The rest of the market had another lacklustre session with the FT-SE 100 index lowered 13.3 points to 3,190.9. Higher interest rate worries filtered across the Atlantic and, with New York weak, shares could not, in the quiet, pre-holiday trading conditions, summon much enthusiasm.

They had started well, with the index moving comfortably above 3,200. Then a programme trade, with a strong sell emphasis, created something of a shake-out. Even so, the undertone was judged to be quietly confident with the nervousness so evident earlier in the year again absent. Government stocks were little changed.

But for Eurotunnel it was another nervous day. Poor results had been expected but the tone of the accompanying comments continued to cause dismay with the shares sinking 32p to 186p, not much more than the price of a 1993 warrant from their low. In1989 the shares were 867p. The evolving cross-Channel price war also hit P&O, down 12p to 569p.

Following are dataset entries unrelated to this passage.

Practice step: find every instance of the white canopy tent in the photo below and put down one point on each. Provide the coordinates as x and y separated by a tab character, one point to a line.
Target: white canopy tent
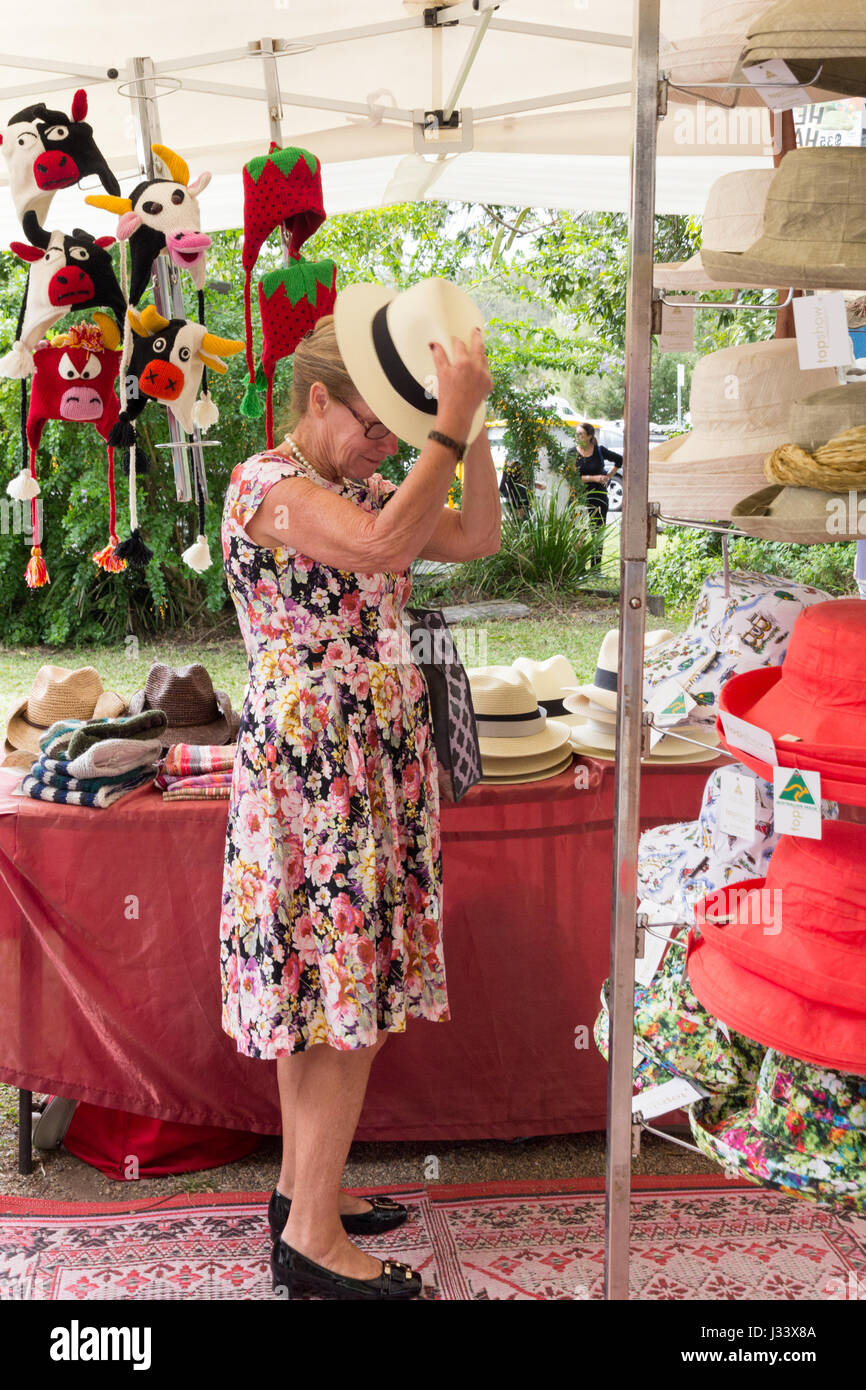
541	91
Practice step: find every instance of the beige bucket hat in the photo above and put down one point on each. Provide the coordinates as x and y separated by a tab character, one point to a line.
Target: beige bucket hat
740	402
808	35
827	442
813	225
513	733
733	220
59	692
711	56
802	516
384	338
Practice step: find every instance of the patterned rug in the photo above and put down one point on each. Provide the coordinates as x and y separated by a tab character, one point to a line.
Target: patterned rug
691	1239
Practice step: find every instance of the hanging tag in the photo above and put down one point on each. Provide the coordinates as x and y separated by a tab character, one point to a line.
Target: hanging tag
797	802
776	85
822	331
669	705
672	1096
752	740
654	947
677	325
737	804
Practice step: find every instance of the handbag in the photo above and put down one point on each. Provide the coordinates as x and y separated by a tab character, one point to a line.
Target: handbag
451	702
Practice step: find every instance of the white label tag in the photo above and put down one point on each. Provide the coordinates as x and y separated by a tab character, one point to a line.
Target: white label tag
672	1096
797	802
677	325
737	804
776	85
822	331
654	945
669	705
752	740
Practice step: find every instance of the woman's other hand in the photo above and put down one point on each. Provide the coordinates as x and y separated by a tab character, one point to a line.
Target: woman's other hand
463	384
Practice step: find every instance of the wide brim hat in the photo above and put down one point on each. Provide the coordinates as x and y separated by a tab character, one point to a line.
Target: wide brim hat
813	225
384	339
683	862
801	516
223	730
736	1136
702	489
60	694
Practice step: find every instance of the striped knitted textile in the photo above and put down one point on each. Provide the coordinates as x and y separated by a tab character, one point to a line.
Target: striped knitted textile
186	759
164	780
102	798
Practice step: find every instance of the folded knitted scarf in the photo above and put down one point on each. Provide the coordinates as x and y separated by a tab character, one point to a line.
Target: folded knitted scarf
104	797
185	759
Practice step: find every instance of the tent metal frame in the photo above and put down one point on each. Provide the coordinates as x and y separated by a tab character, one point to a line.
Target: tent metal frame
638	521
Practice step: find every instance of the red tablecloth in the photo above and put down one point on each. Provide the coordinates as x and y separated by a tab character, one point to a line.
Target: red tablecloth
109	959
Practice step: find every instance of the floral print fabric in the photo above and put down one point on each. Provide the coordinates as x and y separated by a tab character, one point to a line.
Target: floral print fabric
330	926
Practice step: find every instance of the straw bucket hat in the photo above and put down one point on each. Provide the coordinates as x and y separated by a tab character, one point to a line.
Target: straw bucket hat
59	692
711	56
740	405
733	218
813	225
801	516
806	36
827	441
513	733
384	339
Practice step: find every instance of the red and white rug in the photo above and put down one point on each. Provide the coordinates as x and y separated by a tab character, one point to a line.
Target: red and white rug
691	1239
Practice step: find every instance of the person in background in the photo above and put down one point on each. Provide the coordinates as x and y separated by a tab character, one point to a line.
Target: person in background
590	458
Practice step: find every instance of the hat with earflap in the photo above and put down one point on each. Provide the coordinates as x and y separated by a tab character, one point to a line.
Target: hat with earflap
281	191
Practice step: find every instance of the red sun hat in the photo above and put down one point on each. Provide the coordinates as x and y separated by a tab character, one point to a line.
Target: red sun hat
779	958
819	692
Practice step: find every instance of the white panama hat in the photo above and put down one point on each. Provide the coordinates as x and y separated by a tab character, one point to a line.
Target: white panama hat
384	339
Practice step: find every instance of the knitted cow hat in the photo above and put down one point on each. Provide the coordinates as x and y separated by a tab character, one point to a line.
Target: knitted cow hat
72	380
46	150
281	189
291	300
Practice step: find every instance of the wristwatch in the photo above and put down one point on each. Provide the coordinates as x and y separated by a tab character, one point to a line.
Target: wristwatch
448	442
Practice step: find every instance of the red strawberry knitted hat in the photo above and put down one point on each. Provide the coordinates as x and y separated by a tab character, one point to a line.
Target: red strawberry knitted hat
291	300
281	189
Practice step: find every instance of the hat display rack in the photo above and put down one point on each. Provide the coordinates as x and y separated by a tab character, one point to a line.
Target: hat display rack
724	85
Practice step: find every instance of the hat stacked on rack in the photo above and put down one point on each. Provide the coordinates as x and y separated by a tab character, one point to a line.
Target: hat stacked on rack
282	192
736	626
516	738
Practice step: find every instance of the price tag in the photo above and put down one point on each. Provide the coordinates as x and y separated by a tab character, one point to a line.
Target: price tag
797	802
669	705
654	947
677	325
672	1096
822	331
776	85
737	804
752	740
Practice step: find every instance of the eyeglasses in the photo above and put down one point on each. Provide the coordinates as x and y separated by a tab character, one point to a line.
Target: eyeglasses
373	428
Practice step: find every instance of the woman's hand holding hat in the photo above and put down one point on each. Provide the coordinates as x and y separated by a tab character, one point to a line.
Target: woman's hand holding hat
463	382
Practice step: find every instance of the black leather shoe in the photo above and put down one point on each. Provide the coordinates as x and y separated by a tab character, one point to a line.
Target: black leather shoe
298	1275
385	1215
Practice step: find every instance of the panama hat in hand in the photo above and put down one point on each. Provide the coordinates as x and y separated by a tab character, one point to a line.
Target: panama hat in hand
59	692
384	338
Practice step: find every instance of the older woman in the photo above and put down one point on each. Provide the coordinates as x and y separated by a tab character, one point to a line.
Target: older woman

Fisons was another in retreat. It was hit by rumours it was on the verge of mounting a take-over bid for Medeva, up 7.5p to 221.5p in busy trading. Such a deal has been mooted in recent weeks with Fisons strong following the group's impressive reorganisation and Medeva enjoying US support. Fisons dropped 7.5p to 175.5p.

Racal Electronics' investment presentation was discounted and the shares fell 2p to 150p.

Willis Corroon, the insurance broker, edged ahead another 2p to 154p as rumours of a US deal continued to circulate. The shares have climbed 12p since stories it could be considering selling its American operations to Alexander & Alexander resurfaced on Friday.

BOC, up 6p at 735p, and Imperial Chemical Industries, 11p at 749p, were helped by Swiss Bank Corporation support. Burton, the retailer, stuck at 78p, unimpressed by Robert Fleming Securities advice to buy up to 100p.

British Aerospace lost some of Monday's exuberance, slipping 9p to 504p. Even the rights issue units were sacrificed, off 4p to 154p. Shell, visiting Scottish institutions, fell 5p to 711p reflectingsell advice.

Meyer International, the timber group, continued to edge ahead, up 4p at 330p, on discreet, speculative demand in a thin market. Wembley suffered from the proposed restructuring. The shares slumped 3.5p to 2.5p but the preference rose 6p to 64p on the improved terms won by Guinness Peat.

Unexpectedly cautious shareholder meetings took their toll. BICC fell 17p to 312p on reports of mixed trading and Heywood Williams, the windows group, lost 17p to 243p following a downbeat statement. But Reuters edged up 2p to 488p with trading said to be in line with forecasts.

On the results front, Yule Catto, the chemical group, jumped 19p to 270p following a 56.6 per cent profits rise to £28.5m. Tarmac lost 3p to 116p despite better-than-expected figures of £107.2m.

The planned £181.2m sale of its automotive products side lifted BBA 7p to 211p.

RJB Mining edged forward 3p to 383p. The shares have risen from 358p since the start of the month. Bullish forecasts for coal demand have helped.

Rhino, the struggling computer games retailer, held at 8p as its rescue rights issue attracted only a 50 per cent take-up. It is hoped to place the unwanted shares.

B Elliott, the engineer, held at 95p as Beeson Gregory placed shares at 90p to raise £1.59m. The cash will reduce borrowings and finance some joint ventures.

Alliance Resources, thought to have a development in Albania in its sights, is buying North American properties for $3.1m.

The FT-SE 100 index fell 13.3 points to 3,190.9 and the FT-SE 250 index 6 to 3,484.3. Turnover was 682.2 million shares with 22,592 bargains recorded.

Multimedia Corporation, a buyout from the BBC in 1990, started trading on the 4.2 share market, achieving a 25p premium over its 360p placing price. A small amount of stock, which was on offer from the stockbroker Shore Capital, was said to be at least ten times over-subscribed. The group's main product is a 3D atlas.

Forte, the hotel group, rose 2p to 140p; figures are due today. Profits are expected to show a heady advance. NatWest Securities forecasts a 45 per cent gain to £126m. The group has raised cash from disposals but following its Meridien take-over has debt of around £1.6bn. With the hotel market recovering, the company could be tempted into making a rights issue.